Tony Stark (Robert Downey Jr., whose performance seems meant to school Christian Bale in the art of playing things loose) finds himself in trouble with a weaselly senator (Garry Shandling). The lawmaker accuses Stark, who has been boasting to the world of his ability to keep the peace, of purposely developing an offensive weapon that he misleadingly calls a defensive weapon.
That this is exactly the argument liberals (and the Soviets) used to excoriate Ronald Reagan and his SDI plan is delicious — but it gets better. As played by Shandling, the senator, who is from Pennsylvania, bears more than a slight resemblance to Arlen Specter, the classic Capitol Hill weasel who called himself a Republican for as long as he found it convenient and is now not only a Democrat but one of the most reliably liberal members of his caucus.
Still better: In front of Congress, which Tony rightly mocks as his intellectual and moral inferiors, he delivers a stout defense of private property when the senator demands that he simply turn over the blueprints to his Iron Man suit. Stark points out that the country is doomed if it has to rely for its defense on the government’s chosen contractor, headed by a corporate tool named Justin Hammer (Rockwell) who thinks he is as smart as Tony but isn’t, quite.
And yet still better: Tony has his own Shepard Fairey-style “Hope” poster. It says “Iron Man” — a cheeky rebuke to an America that can elect a commander in chief who thinks perpetual apologizing is a bargaining position.
Meanwhile, halfway around the world, a terrifyingly single-minded Russian named Ivan (Mickey Rourke, who as he did in The Wrestler uses his wrecked looks to excellent effect), whose deceased father had a blood feud against Tony’s late dad (John Slattery of Mad Men), develops his own knockoff Iron Man suit and comes looking for Tony. He finds him, at the Monte Carlo car race that Tony joins on a lark.
But thanks to the twin high-voltage whips that Ivan can use to strip the side off an armored car, Tony, his bodyguard (director Jon Favreau), and his best girl Pepper Potts (Gwyneth Paltrow) find themselves in danger of being outgunned by this snarling, almost wordless psycho. Naturally Justin Hammer and Ivan soon join forces — as Tony notices with his typical heedless bravado that a flaw in the power source he uses to operate his mechanical heart is slowly, fatally poisoning him.
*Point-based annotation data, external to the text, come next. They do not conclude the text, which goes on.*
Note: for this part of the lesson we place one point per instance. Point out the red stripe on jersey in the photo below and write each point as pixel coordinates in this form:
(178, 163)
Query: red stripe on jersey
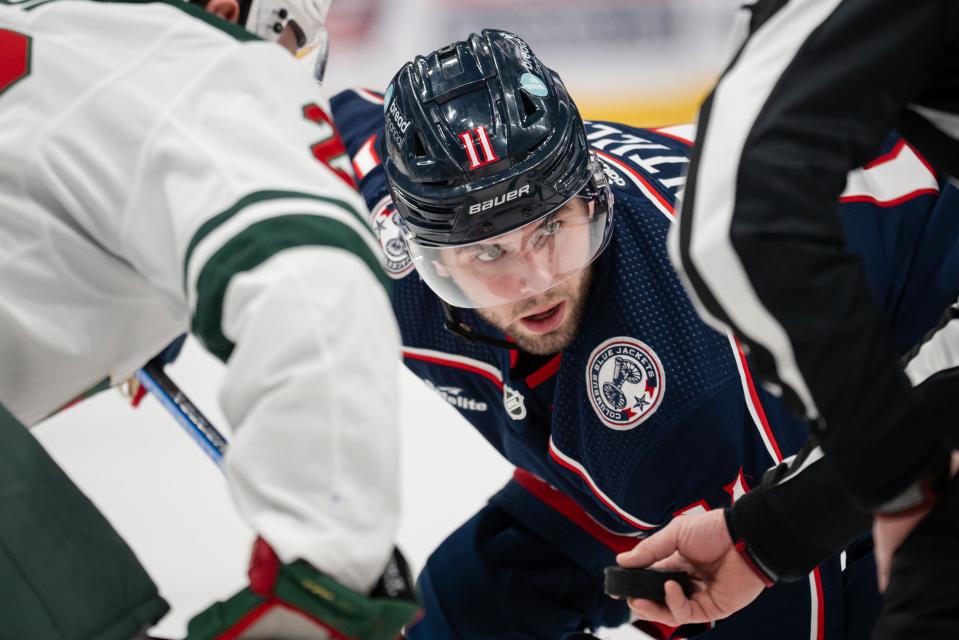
(455, 365)
(544, 373)
(633, 522)
(821, 612)
(757, 404)
(372, 96)
(886, 157)
(890, 203)
(923, 160)
(567, 507)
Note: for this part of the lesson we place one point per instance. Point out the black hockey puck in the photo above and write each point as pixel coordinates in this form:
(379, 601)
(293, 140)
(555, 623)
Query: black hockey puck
(648, 584)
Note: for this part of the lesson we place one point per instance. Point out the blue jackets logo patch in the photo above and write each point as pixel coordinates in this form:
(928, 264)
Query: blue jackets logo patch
(625, 381)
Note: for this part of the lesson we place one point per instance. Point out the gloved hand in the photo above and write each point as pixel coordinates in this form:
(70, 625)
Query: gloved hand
(296, 602)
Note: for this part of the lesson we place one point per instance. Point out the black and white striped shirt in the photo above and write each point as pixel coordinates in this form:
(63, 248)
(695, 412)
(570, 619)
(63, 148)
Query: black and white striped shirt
(811, 94)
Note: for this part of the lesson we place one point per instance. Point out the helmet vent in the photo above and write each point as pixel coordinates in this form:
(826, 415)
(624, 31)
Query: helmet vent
(530, 109)
(419, 148)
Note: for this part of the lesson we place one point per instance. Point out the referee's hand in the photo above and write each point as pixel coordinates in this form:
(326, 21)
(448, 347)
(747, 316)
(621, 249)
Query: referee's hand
(700, 545)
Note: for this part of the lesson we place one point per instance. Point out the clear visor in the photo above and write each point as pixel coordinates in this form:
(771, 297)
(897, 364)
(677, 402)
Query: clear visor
(523, 262)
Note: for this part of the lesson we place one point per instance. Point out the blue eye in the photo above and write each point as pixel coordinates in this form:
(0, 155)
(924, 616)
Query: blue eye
(489, 252)
(551, 227)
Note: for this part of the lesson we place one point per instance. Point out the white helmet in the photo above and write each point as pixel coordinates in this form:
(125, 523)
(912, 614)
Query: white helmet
(268, 19)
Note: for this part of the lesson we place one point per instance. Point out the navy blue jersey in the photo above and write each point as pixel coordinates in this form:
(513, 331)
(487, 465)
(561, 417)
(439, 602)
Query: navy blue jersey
(649, 412)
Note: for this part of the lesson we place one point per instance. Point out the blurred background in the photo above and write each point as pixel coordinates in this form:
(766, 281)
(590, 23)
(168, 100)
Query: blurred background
(642, 62)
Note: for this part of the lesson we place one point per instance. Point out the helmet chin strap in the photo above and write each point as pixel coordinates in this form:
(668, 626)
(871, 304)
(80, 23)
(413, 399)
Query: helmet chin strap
(455, 325)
That’s a lot of story — and I haven’t even mentioned Tony’s mysterious new assistant (Scarlett Johansson). But it all comes through clearly in Theroux’s fast-moving script. The action scenes are robust, especially the finale at the old World’s Fair site in Queens, N.Y., that also inspired the big finish of Men in Black, and Downey makes his many one-liners zing (he tells Nick Fury he doesn’t want to join his “superhero boy band”). Yet Rockwell is his equal, particularly in a hilarious monologue in which he describes his favorite weapons like “Uncle Gazpacho” (so called for the chunky red mess it tends to make of enemies) and “the ex-wife.”
Iron Man 2 is a big, brash, exciting, and brainy adventure, supercharged by its love for core American values. When the liberals huff that Tony Stark is a “lone gunslinger,” you know what he’s thinking: “Senator Weasel can have the rights to my Iron Man suit just as soon as he pries them out of my cold, dead hands.”
John Boot is the pen name of a conservative writer operating under deep cover in the liberal media.